End of The Fast Metabolism Diet Summary/Review by Craig R. Morris, D.C.

Be sure to buy Halie Pomroy’s book:  The Fast Metabolism Diet for all the details!


 

Dr. Craig’s notes:  Excellent sustainable diet! I lost 16 lbs in 5 weeks. IMO, the hardest part of this diet is Phase II, where I learned that I can eat a mountain of vegetables and protein before I’m full!  I also supplement with 1 gram Carnitine and 2.5 grams Taurine daily to promote muscle production and renal/adrenal function, respectively throughout this diet. I also only averaged 2 miles of cardio, usually on a Monday while on the first 5 weeks of this diet. Also, I take a post workout protein shake with very few carbs, like Muscle Milk after each workout within 30 minutes of finishing the workout.  I workout five days out of 7 usually taking Wednesdays and Sundays off.

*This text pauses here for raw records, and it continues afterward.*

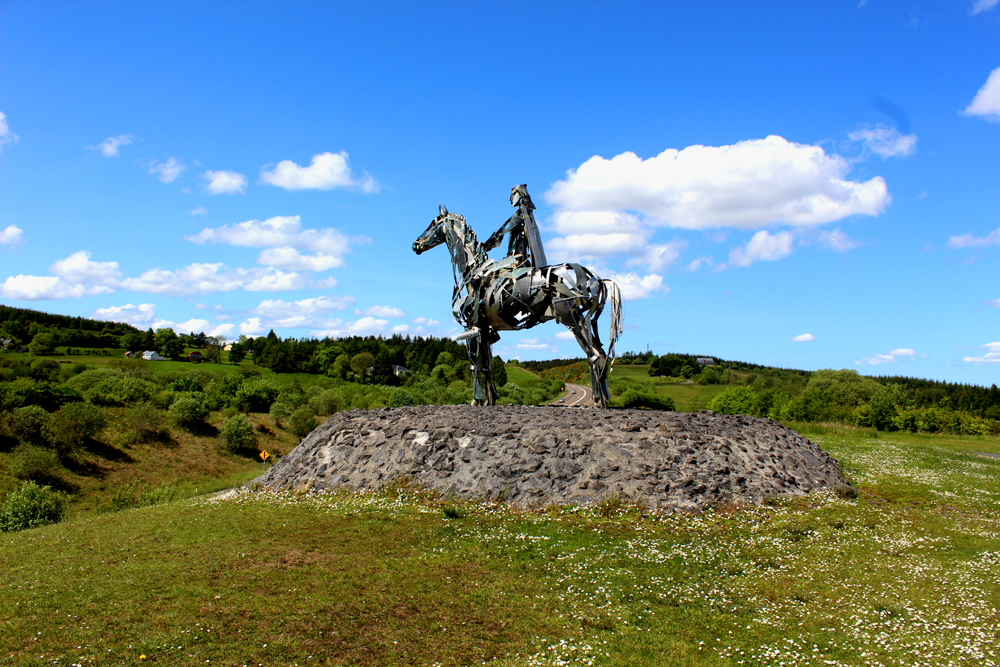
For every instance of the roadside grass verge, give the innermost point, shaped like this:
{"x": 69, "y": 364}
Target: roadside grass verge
{"x": 904, "y": 574}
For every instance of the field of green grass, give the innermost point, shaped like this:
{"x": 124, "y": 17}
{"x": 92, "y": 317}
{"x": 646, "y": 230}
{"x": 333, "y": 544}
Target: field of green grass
{"x": 903, "y": 574}
{"x": 687, "y": 397}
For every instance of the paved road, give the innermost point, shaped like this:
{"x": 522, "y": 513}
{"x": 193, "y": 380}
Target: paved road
{"x": 584, "y": 396}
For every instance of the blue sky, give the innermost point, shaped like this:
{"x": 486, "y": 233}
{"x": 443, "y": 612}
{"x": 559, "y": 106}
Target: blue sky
{"x": 808, "y": 185}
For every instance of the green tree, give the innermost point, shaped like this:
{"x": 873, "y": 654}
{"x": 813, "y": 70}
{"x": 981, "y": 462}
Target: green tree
{"x": 237, "y": 434}
{"x": 382, "y": 370}
{"x": 31, "y": 506}
{"x": 42, "y": 344}
{"x": 360, "y": 363}
{"x": 340, "y": 368}
{"x": 169, "y": 343}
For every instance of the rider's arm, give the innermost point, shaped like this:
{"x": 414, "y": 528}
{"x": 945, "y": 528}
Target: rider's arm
{"x": 498, "y": 235}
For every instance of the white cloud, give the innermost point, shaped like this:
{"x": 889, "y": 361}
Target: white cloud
{"x": 633, "y": 286}
{"x": 382, "y": 311}
{"x": 168, "y": 170}
{"x": 982, "y": 6}
{"x": 658, "y": 256}
{"x": 287, "y": 257}
{"x": 109, "y": 147}
{"x": 272, "y": 280}
{"x": 227, "y": 331}
{"x": 277, "y": 232}
{"x": 986, "y": 103}
{"x": 890, "y": 357}
{"x": 988, "y": 358}
{"x": 44, "y": 288}
{"x": 763, "y": 246}
{"x": 326, "y": 172}
{"x": 140, "y": 315}
{"x": 534, "y": 344}
{"x": 885, "y": 142}
{"x": 747, "y": 185}
{"x": 79, "y": 269}
{"x": 837, "y": 240}
{"x": 991, "y": 357}
{"x": 214, "y": 277}
{"x": 194, "y": 325}
{"x": 224, "y": 182}
{"x": 967, "y": 240}
{"x": 366, "y": 326}
{"x": 6, "y": 136}
{"x": 11, "y": 235}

I also discovered that you can bulk up everyday staples with vegetables. For example: Mashed potatoes mixed with a puree of cauliflower in a 50/50% mixture really decreases my sense of being bloated or tired after eating the mixture instead of just mashed potatoes (mashed potatoes are NOT part of the FMD Diet so they would be a phase III or cheat day). Adding a bunch of non-starchy vegetables to a lasagna does the same thing. There is a vegetable press you can purchase from Amazon.com for pressing zucchini into “pasta” and you can serve it as a delicious alternative to pasta in spaghetti. Spaghetti squash is also excellent as a pasta substitute when it is in season.

Halie Pomroy’s Fast Metabolism diet showed me that our American diet is restricted to processed foods and that NO AMOUNT of exercise will counteract or prevent the ill effects of the American diet.  Only eating REAL FOODS and EXERCISE will keep you healthy and this diet is just what I’ve been looking for. This is not just a diet.  It is a permanent lifestyle change for me and how I view food.